Binding of Polycomb proteins to H3K9me3 is affected by the H3S10ph modification. (A) SPR was used to measure binding of purified histidine (His)-tagged Cbx4, 7, and 8 to peptides corresponding to amino acids 1–15-Y of histone H3 containing the K9me3 or the K9me3/S10ph modifications. Peptides were injected over the indicated His-Cbx proteins immobilized on a Biacore flow cell (see Materials and Methods). Red and blue lines indicate binding of K9me3 and K9me3/S10ph peptides, respectively. (B) Binding of Ezh1- and Ezh2-containing PRC2 complexes to histone H3 peptides was assessed by peptide capture.
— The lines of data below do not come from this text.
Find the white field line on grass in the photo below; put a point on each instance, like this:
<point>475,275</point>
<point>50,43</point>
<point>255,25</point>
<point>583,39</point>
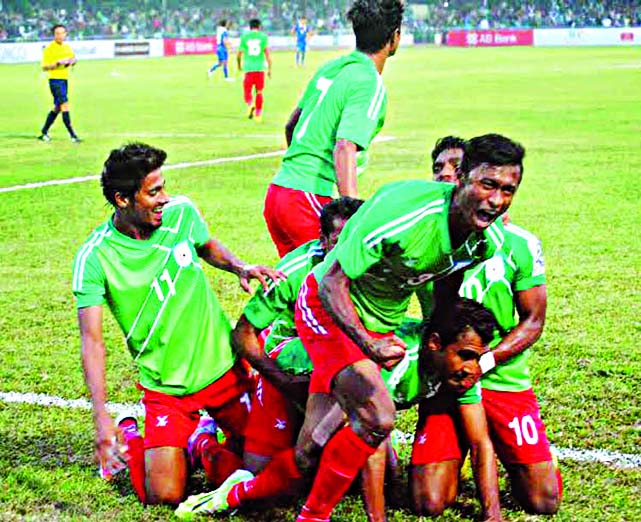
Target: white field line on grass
<point>175,166</point>
<point>614,459</point>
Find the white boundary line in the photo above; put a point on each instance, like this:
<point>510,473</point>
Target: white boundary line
<point>614,459</point>
<point>175,166</point>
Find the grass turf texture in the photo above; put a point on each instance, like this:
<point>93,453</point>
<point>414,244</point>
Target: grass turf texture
<point>578,115</point>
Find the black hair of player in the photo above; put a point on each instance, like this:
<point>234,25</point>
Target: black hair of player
<point>127,167</point>
<point>375,22</point>
<point>492,149</point>
<point>451,319</point>
<point>344,207</point>
<point>447,143</point>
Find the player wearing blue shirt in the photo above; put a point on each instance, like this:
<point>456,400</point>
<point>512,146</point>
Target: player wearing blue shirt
<point>302,32</point>
<point>222,50</point>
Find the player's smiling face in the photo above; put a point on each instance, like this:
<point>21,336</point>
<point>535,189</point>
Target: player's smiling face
<point>149,201</point>
<point>485,194</point>
<point>458,362</point>
<point>446,164</point>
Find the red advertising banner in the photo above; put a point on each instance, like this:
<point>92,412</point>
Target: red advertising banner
<point>490,37</point>
<point>180,46</point>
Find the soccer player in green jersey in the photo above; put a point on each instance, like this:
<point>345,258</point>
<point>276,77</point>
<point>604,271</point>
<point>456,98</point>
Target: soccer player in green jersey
<point>253,46</point>
<point>441,363</point>
<point>145,264</point>
<point>342,109</point>
<point>512,285</point>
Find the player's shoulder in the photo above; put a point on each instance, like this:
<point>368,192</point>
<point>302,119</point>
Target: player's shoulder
<point>520,234</point>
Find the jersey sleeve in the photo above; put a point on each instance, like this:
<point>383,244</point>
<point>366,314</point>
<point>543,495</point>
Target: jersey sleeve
<point>471,396</point>
<point>89,282</point>
<point>362,110</point>
<point>264,307</point>
<point>530,266</point>
<point>199,231</point>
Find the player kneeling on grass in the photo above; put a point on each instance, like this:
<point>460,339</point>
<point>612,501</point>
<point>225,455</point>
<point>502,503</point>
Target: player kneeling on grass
<point>447,366</point>
<point>145,264</point>
<point>512,285</point>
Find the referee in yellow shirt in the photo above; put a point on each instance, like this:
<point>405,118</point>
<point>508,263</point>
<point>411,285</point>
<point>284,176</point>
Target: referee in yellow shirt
<point>57,57</point>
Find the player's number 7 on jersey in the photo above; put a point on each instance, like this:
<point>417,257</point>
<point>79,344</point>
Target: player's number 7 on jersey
<point>323,85</point>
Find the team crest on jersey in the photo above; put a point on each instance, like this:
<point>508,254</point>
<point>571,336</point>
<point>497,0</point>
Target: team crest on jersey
<point>494,269</point>
<point>183,255</point>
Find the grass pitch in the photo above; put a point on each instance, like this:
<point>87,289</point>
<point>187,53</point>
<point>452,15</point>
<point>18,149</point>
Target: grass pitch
<point>578,114</point>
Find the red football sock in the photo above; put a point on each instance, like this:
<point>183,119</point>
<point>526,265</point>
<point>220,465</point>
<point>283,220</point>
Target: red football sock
<point>218,461</point>
<point>279,476</point>
<point>136,453</point>
<point>343,457</point>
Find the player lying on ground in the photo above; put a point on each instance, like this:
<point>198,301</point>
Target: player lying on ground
<point>511,284</point>
<point>145,264</point>
<point>341,111</point>
<point>447,365</point>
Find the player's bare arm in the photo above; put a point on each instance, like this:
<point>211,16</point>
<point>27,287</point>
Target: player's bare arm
<point>483,459</point>
<point>531,305</point>
<point>291,124</point>
<point>219,256</point>
<point>345,166</point>
<point>93,362</point>
<point>334,294</point>
<point>245,342</point>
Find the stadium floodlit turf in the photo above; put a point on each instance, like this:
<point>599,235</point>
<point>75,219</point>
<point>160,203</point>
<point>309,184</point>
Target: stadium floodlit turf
<point>578,114</point>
Nuclear extracts from NIH3T3 fibroblasts were used for peptide capture assays as described in the Supplemental Methods. Pull downs were performed with biotinylated peptides derived from the N-terminus of histone H3, corresponding to amino acids 1–20. The peptides were unmodified or contained K9me3 or combined K9me3/S10ph. Captured proteins were identified by Western blot. (C) Reduction of the H3K9me3/S10ph modification by treatment with H89 increases recruitment of Ezh1 to Polycomb-repressed genes but has little effect on Ezh2 binding. Binding of Ezh1 and Ezh2 to promoters of repressed genes was analyzed after treatment with H89 or vehicle (dimethyl sulfoxide). The effect of H89 on the levels of Ezh1 binding across a panel of 13 genes was statistically significant (p = 0.0007, analysis of variance). Bars show mean ± SD. n = 7 biological replicates. No significant effect of H89 treatment was observed on binding of Ezh2 to repressed genes, consistent with its absence from silent genes in these cells.

FIGURE 7:

Model describing the role of the H3K9me3 and H3K9me3/S10ph modifications in polycomb recruitment and gene silencing. In pluripotent ES cells (top), many bivalent genes are also marked by H3K9me3, which binds PRC2 with higher affinity than H3K27me3. The synergy between H3K9me3 and H3K27me3 enhances polycomb binding. In differentiated cells (bottom), phosphorylation of H3S10 blocks binding of PRC2 to H3K9me3 and reduces overall levels of Polycomb binding to genes that are marked by H3K27me3. This contributes to reducing the levels of paused RNAPIIS5ph at these genes. The presence of the H3K9me3 modification also blocks acetylation of H3K9 and formation of the H3K9ac/S10ph modification, which recruits 14-3-3 proteins to active promoters.